John Peale Bishop

John Peale Bishop ( born May 21, 1892 in Charles Town, West Virginia, † April 4, 1944 in Hyannis, Massachusetts ) was an American novelist and poet.

Biography

Bishop made ​​his literary debut in 1917 with the poetry collection Green Fruit. It was after the end of the First World War, in which he has served in Europe, without combat, like his fellow student at Princeton Edmund Wilson managing editor of the magazine Vanity Fair. Bishop Wilson and produced in 1922 The Undertaker 's Garland, a collection of prose and poetry. In 1922, Bishop married the wealthy Margaret Hutchins and they traveled two years through Italy, Austria and France. He learned the painting and sculpture of the School of Paris and know the well-known authors of the lost generation, Ezra Pound, EE Cummings, Archibald MacLeish, and Ernest Hemingway. The return to New York was disappointing, his work has appeared in more magazines, but a novel manuscript was not published. The Bishops went back to Europe in 1926, where, after a short stay in Paris, an old house in Orgeval, north of Paris, purchased and lived there until 1933.

In 1931 he published Many Thousands Gone, a collection of related short stories, the novel Act of Darkness appeared 1935. Both books deal with the problem of the Southern tradition.

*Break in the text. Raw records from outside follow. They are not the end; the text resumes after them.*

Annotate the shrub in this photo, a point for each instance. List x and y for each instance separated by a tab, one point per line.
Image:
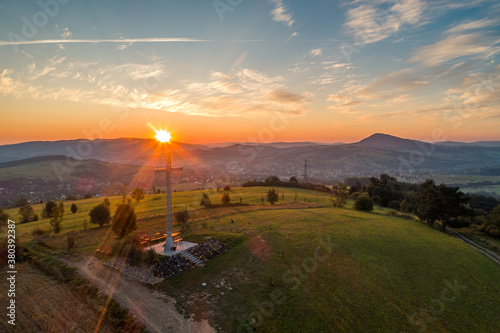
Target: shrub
100	215
124	220
364	202
205	200
38	232
71	242
226	199
272	196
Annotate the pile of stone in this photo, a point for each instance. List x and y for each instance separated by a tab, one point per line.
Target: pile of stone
179	263
208	250
140	273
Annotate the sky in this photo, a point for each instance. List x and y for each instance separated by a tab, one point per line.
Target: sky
241	70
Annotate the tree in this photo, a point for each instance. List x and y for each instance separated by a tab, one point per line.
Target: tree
182	217
26	213
138	194
451	202
272	196
47	209
100	215
226	199
271	180
21	202
56	220
364	202
4	217
124	191
403	206
61	207
205	200
106	202
340	195
124	220
428	202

To Bishops later volumes of poetry belonged Now with His Love (1933 ), as well as minute Particulars (1936 ), which was dedicated to the metaphysical poetry of the 17th century. His elegy The Hours to his old friend F. Scott Fitzgerald is considered a masterpiece. 1943 Bishop was appointed consultant for Comparative Literature at the Library of Congress.

Appeared posthumously in 1948 a collection of his poems entitled Collected Poems.